Short-Term Pain Killers Could Put Heart Patients at Risk
(Ivanhoe Newswire) — Even short-term use of some painkillers could be dangerous for people who’ve had a heart attack.
Researchers analyzed the duration of prescription non-steroidal anti-inflammatory drugs (NSAIDs) treatment and cardiovascular risk in a nationwide Danish cohort of patients with prior heart attack. They found the use of NSAIDs was associated with a 45 percent increased risk of death or recurrent heart attack within as little as one week of treatment, and a 55 percent increased risk if treatment extended to three months.
In a 2007 statement, the American Heart Association advised physicians about the risks of NSAID use among heart patients and provided a stepped care approach.
In the current study, researchers undertook the first time-to-event analysis of a nationwide group and investigated if the duration of prescription NSAID treatment influenced the cardiovascular risk among heart patients. Among 83,697 heart attack survivors (average age 68; 63 percent men), 42.3 percent had a least one prescription for an NSAID.
The most common NSAIDs prescribed were ibuprofen (23 percent) and diclofenac (13.4 percent). Selective COX-2 inhibitors “” rofecoxib (4.7 percent) and celecoxib (4.8 percent) “” were also used.

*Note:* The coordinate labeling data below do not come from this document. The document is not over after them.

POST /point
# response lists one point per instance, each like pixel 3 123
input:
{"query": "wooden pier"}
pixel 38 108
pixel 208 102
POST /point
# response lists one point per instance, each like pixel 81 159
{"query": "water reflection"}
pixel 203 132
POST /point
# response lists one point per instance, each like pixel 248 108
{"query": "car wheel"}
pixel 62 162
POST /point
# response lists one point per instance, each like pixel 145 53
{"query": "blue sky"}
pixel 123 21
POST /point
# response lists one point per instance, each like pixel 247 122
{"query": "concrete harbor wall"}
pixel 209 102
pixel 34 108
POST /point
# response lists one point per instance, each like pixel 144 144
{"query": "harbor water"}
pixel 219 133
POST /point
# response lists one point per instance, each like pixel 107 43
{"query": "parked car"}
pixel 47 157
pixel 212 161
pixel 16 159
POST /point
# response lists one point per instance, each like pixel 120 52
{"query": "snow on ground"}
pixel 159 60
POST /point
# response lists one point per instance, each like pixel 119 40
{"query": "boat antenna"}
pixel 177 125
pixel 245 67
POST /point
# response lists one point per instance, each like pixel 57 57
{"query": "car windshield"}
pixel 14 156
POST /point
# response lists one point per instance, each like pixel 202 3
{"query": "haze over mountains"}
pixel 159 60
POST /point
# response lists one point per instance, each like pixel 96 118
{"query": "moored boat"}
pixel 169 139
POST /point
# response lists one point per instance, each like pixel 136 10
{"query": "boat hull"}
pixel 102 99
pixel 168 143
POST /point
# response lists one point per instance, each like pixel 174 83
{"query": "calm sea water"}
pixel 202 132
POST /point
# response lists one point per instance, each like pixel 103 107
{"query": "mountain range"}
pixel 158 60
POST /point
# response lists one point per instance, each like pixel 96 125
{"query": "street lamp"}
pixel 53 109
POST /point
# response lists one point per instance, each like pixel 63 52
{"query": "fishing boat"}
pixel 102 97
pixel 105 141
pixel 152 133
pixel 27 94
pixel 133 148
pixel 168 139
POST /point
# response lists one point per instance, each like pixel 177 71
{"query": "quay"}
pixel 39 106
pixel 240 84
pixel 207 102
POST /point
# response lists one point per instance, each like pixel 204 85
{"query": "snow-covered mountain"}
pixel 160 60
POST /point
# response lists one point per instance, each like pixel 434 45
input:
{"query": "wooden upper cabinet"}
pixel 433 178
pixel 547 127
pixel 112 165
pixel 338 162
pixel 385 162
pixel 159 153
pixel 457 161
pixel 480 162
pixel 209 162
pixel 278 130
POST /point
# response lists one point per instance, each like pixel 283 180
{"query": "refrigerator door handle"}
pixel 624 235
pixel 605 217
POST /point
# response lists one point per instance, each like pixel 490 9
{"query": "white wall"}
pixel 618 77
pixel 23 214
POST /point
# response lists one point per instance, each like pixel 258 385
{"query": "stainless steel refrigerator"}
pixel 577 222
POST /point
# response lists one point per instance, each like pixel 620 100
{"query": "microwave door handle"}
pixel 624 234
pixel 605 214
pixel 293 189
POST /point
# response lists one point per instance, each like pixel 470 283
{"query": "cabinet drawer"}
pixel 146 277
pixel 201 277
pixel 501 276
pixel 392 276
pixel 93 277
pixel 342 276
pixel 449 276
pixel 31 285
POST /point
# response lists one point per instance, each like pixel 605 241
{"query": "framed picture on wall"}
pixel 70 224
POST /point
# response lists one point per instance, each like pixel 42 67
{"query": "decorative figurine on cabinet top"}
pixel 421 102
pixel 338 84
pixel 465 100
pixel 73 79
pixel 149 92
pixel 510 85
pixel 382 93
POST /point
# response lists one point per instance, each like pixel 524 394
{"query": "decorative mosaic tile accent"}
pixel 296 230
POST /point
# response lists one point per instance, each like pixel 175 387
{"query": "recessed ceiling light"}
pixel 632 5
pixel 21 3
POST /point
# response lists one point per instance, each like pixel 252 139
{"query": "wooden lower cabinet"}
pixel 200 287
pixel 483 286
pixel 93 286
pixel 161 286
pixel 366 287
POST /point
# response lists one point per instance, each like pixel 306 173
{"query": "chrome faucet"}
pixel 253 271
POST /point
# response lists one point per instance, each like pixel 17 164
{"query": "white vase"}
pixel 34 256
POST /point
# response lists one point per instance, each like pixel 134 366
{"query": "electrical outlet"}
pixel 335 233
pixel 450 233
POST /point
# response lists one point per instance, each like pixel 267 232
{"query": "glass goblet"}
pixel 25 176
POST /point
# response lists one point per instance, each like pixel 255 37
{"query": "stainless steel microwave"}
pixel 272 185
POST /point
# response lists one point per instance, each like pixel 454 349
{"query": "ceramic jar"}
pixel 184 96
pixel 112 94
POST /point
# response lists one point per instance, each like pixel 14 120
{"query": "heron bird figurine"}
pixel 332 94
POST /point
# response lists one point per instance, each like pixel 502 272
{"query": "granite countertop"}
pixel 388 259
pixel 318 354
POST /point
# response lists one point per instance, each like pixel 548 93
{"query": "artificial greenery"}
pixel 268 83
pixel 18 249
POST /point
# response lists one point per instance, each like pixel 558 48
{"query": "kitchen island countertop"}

All NSAIDs were associated with an increased risk of death or recurrent heart attack, with diclofenac having the highest risk (nearly three times). “Overall, NSAID treatment was associated with a statistically significant increased risk of death,” said Anne-Marie Schjerning Olsen, M.B., lead author of the study and research fellow at Copenhagen University in Hellerup, Denmark. “Our results indicate that there is no apparent safe therapeutic window for NSAIDs in patients with prior heart attack.”
The NSAID naproxen was not associated with an increased risk of death or recurrent heart attack. However, previous studies found increased gastrointestinal bleeding with naproxen.
Olsen said “a very conservative approach to use NSAIDs in patients with prior heart attack is warranted.
“The accumulating evidence suggests that we must limit NSAID use to the absolute minimum in patients with established cardiovascular disease,” researchers said. Further study is warranted to establish the cardiovascular safety of NSAIDs, they said.